The best yard sale I’ve ever had was in the snow. In case you didn’t know, in skiing terminology, a yard sale is defined as the act of a skier losing his balance and, due to the laws of centrifugal force and gravity, unintentionally falling down, causing his or her cap, sunglasses, gloves, skis and other personal belongings to scatter on the snow or beneath it.
I’m an expert at this. In 1992, my yard sale in the Alps in northern Italy was so spectacular that I somehow managed to lose my lift pass in the snow. Consequently, instinct took over, and I engaged in the longest Aprčs-ski ever undertaken by an ugly American abroad while my friends enjoyed most of that afternoon on the slopes.
That incident came to mind recently when I was thinking about selling my ski apparel, which is tucked away in a suitcase in my closet. Haven’t skied since 2003, in deference to the toll that acts of jockdom have taken on my body – two knee surgeries and two foot surgeries. Put an end to my days of racquetball, too.
However, nostalgia’s powerful grip may be deluding me. Could Yard Sale Germond return to the slopes?
For about 10 years I took several trips to Europe with a group called Adventures on Skis. It all started in 1991 while I was an editor for the Osceola News-Gazette in Kissimmee.
A co-worker, Ellen Johnston, invited me to go on a free trip to Chamonix, France. One of the people who had signed up for the trip canceled within a few days before leaving. Though she couldn’t get a refund, she was allowed to transfer her reservations for the hotels and flights to another traveler.
Since I was one of the few people she knew who had a passport, Ellen called me and asked if I would like to go on the trip with her husband, Bill, and her and other members of the group.
I had to be at her house, which was about 30 minutes away, in an hour. I hesitated because I’d never been on skis in my life, had little winter clothing and had a heavy workload that week.

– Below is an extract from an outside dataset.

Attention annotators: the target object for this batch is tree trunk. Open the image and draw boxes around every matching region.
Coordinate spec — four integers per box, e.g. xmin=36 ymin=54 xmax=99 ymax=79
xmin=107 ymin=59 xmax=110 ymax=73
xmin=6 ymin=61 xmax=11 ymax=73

But my boss said, “What’s keeping you from going? You’re single, and it’s free.”
Co-workers practically pushed me out the door. I ran into the bank to get my passport out of my safe deposit box. Then I went home and threw things into the suitcase. Made it to Ellen’s house in about an hour. They only asked that I give the woman who had to cancel her trip some small compensation.
From a pay phone at a restaurant on the road, I called my dad, who told my mother, “Tommy just babbled something about being on his way to France.”
Two days later I’m taking ski lessons from a female ski instructor, who I nicknamed “Bulldog.” She barked at me all day: “Snow plow! Snow plow! Snow plow! Voilŕ, better.”
Later during the lesson, as I was musing over whether the assorted bruises to my ego and my body were worth the aggravation, Bulldog gave me some hope. “You come back tomorrow. I think you’re starting to get your balance. No?”
Ellen and Bill had other plans.
“Go with us instead. We’ll take you to a bunny slope,” Ellen said.
Like hell. There are no bunny slopes in the Alps. I started the morning out by crashing into the ground after leaving the lift. Spent most of the day in the snow of a glacier looking up at little French kids skiing over me.
But I survived and swore over several glasses of beer that I would return to Chamonix the following year and become something other than an icon for comic relief on the slopes.
A year later, I was still crossing skis and performing yard sales, much to delight of other group members.
“There goes Germond again, bowling for skiers,” Bill said.
“Come on, Tom, we need to get down the mountain sometime today,” Ellen said.
In Kitzbuhel, Austria, in 1993, the lack of snow further impeded my abilities to improve but I didn’t look as wobbly as members of some Swedish ski team who were joined arm in arm while they sang the lyrics to “Hey Jude” for what seemed to be hours at some crazy Austrians’ beerhouse later that evening.
By 1997, I think I was “starting to get my balance.” Took a downhill 37-mile ski trip to France via northern Italy’s system of torturous lifts that might have been built by Caesar’s army. We were told to bring our passports, leading me to wonder who was going to check them. Nobody – unless you wanted to eat or dink something at an alpine restaurant.
Never tried night skiing. However, in 2001 after the crazy Austrians plied us with alcohol and yodeling for a couple of hours, we were tempted to try night sledding. Then the crazy Austrians told us the trail was the darkened road on which we drove to get to the restaurant. We declined. Safety is not in the crazy Austrians’ vocabulary.
By then, I think even the bulldog French ski instructor would acknowledge that I had approached the intermediate level on the ski slopes. I could get down the hill.
Voilŕ; I was happy.
Recently, as I sifted through the contents of my suitcase, including a ski bib, trail maps, long underwear, headbands, goggles, and, for some reason, a bottle opener, those memories of great trips came rushing back. Reminiscing is a priceless pleasure.
I’m eternally grateful to Ellen, Bill and their extended family for introducing me to skiing and taking me on some great trips abroad.
Can’t part with my ski apparel – at least not yet. It will remain in my suitcase in my cluttered closet.